Tel est le titre figurant sur une colonne en première page du journal Le Monde du 1er février 1998. Le terme est y suivi de « des groupes pharmaceutiques XXX et ZZZ ». Mégafusion décrit la fusion à venir de deux firmes comme prélude à la création du premier groupe du monde en ce domaine.

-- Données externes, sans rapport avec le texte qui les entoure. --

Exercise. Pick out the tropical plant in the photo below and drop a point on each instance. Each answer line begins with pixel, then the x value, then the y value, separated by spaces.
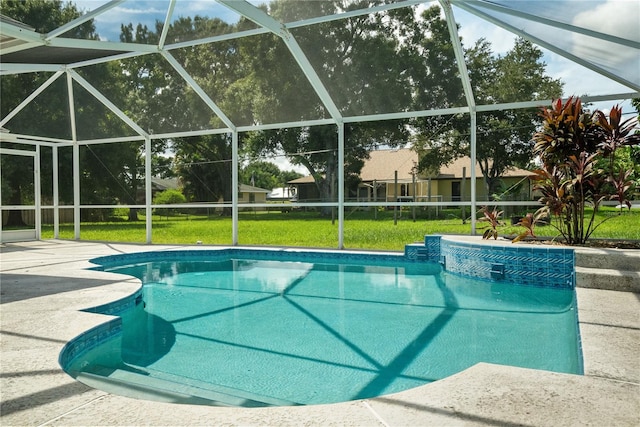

L'article précise aussitôt : « cette fusion est la plus importante de l'histoire industrielle mondiale ». L'emploi de méga dans ce contexte et dans un quotidien qui fait référence, signale son entrée dans l'usage linguistique commun.



Mégafusion


Un document authentique pour aborder :

les marques d'intensité


Petit lexique :

mégalithe
mégacôlon
mégathérium
verlanisation
apocope
 

Faits de société :

le langage branché

Méga est traditionnellement un premier élément de composé d'origine grecque (de l'adjectif megas, « grand ») qui a servi à partir du XIXe siècle à former un petit nombre de termes scientifiques comme mégalithe, mégacôlon ou mégathérium. Depuis le milieu du XXe siècle cet élément est aussi devenu un préfixe indiquant la multiplication par un million de l'unité dont le nom suit : mégacycle, mégahertz, mégawatt, mégajoule; la puissance d'une bombe H de vingt mégatonnes équivaut ainsi à vingt millions de tonnes de T.N.T. Il est en revanche relativement nouveau et inédit de rencontrer, comme c'est le cas ici, méga- relié à un nom commun dépourvu de contenu scientifique, pour désigner en l'espèce « une fusion de très grande ampleur ». Pour expliquer cet emploi récent, il faut invoquer deux phénomènes aux effets convergents qui l'ont rendu possible depuis les années soixante-dix.
D'une part, au sein du vocabulaire technique et scientifique, il est un domaine, l'informatique, qui a acquis une importance majeure bien au-delà des spécialistes de la discipline. De plus en plus de locuteurs français sont aujourd'hui usagers d'un ordinateur et familiers de termes comme mégabit et méga-octet qui servent à définir la puissance de leur machine : tout un chacun ou presque parle communément d'une capacité de cent mégas (cent millions d'octets ou plus exactement pour les spécialistes 220 : l'unité de rang supérieur, équivalant au milliard étant giga). Le terme méga s'est donc trouve banalisé avec la pénétration de l'informatique dans la vie quotidienne et a acquis une présence forte et une fréquence qu'il n'avait jamais eu auparavant dans aucun de ses emplois comme premier élément de composé. D'autre part le terme existe aussi dans un autre registre, celui de l'argot scolaire, en particulier des élèves de classes préparatoires aux grandes écoles scientifiques et à partir d'eux dans la langue des jeunes, mais, me semble-t-il, seulement de ceux qui sont un peu frottés de sciences dures. A partir de l'emploi technique cité plus haut et d'une vague référence au grec, - laquelle est encore plus nette dans les composés en mégalo- (doublet grec de megas) - ces jeunes recourent au préfixe méga- pour intensifier de manière plaisante un nom : j'ai eu une méga note, une méga trouille, une méga envie ; c'était une méga teuf [fête > fê-teu > teu-fé (par verlanisation) > teuf (par apocope)]. De cet emploi dans la langue des jeunes la forme est passée dans la langue branchée et de là dans la publicité. Un village de Normandie, l'été dernier, annonçait ainsi par voie d'affiches une « Méga foire à tout ».
A la croisée de ces deux types d'emplois, scientifique et parodique, mais dorénavant affranchi de cet enracinement originel, méga est donc entré, depuis vingt ans environ, dans la langue moderne, comme préfixe à valeur intensive . Sa présence à la une du journal Le Monde signale sa diffusion dans un registre qui n'est plus seulement celui de la langue dite branchée. Sa diffusion est à relier à la prolifération récente d'autres éléments de formation du même type, comme hyper-, giga-, hypra. Leur succès, jamais très durable, tient au besoin de remplacer sans cesse des marques d'intensité qui par définition sont condamnées à s'user rapidement.